Jorge Robles says: October 24, 2012 at 2:37 pm
I use fwbuilder to create my rules, this interface “looks like” checkpoint’s fw1 client to edit rules. Very graphical, and good to work with.

sahil says: November 8, 2012 at 10:14 am
very nice and informative article
it really helped to work for my VPS server

bussy says: November 9, 2012 at 8:09 pm
how i do give access ip ex only for facebook .
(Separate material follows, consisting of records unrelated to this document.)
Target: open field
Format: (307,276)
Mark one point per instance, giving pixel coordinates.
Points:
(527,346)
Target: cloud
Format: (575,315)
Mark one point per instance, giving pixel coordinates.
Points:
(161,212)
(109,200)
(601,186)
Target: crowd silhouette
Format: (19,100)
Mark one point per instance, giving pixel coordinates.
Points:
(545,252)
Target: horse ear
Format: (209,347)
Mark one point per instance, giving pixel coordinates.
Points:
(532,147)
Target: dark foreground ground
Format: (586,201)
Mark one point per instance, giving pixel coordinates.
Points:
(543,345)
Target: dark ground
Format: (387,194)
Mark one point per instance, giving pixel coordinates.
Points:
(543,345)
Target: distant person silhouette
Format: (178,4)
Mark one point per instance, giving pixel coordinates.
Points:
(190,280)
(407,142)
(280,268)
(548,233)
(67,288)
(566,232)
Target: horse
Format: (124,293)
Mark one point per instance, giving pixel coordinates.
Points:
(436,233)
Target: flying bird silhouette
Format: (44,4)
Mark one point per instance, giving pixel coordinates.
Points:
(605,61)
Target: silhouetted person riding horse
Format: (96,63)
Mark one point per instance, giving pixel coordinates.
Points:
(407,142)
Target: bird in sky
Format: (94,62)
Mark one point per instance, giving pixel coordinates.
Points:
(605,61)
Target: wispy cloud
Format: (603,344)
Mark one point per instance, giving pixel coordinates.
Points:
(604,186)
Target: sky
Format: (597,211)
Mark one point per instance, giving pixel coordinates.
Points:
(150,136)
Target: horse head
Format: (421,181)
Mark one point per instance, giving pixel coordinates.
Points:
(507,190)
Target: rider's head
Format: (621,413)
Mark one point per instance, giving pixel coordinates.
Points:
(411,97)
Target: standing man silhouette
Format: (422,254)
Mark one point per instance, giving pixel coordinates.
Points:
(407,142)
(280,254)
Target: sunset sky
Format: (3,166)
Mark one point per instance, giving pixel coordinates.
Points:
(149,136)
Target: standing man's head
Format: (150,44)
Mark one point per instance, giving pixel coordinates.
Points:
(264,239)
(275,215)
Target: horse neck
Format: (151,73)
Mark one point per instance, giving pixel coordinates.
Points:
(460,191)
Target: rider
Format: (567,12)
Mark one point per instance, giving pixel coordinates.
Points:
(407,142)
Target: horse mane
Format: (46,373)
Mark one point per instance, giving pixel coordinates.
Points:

Sayajin says: December 19, 2012 at 7:27 am
fb_address=$(dig +tcp +short);
iptables -A OUTPUT -p tcp -s ! -d $fb_address -j DROP;

bahathir says: November 25, 2012 at 3:17 am
For tip #2, it is advisable to run the -P chain ACCEPt first, before flushing it.
# iptables -P INPUT ACCEPT
# iptables -P OUTPUT ACCEPT
# iptables -P FORWARD ACCEPT
# iptables -F
# iptables -t nat -F
# iptables -X
#iptables -t nat -X

Why? If the current chain’s policy is DROP, and you are remotely accessing to the server via SSH, and the rule “-A INPUT -p tcp –dport 22 -j ACCEPT” is still opens the “-P INPUT DROP”. you may disconnected as soon as you flush *-F* the rules, and the default policy “-P INPUT DROP” kicks in. 🙂 If you are working on the local console, it is fine.

Thank you.

qubits4all says: February 2, 2013 at 8:34 am
This is a valid point. Another way to avoid locking oneself out, which I have found very useful for testing firewall changes over an SSH session, is the iptables-apply command (incl. with the Ubuntu iptables package for e.g.). It functions essentially the same as the iptables command, but when applying a rule change it prompts w/ a timeout for a confirmation after making the change. If no response is received (in 30 secs. by default), then it rolls back the change (i.e., add, modify, delete or otherwise).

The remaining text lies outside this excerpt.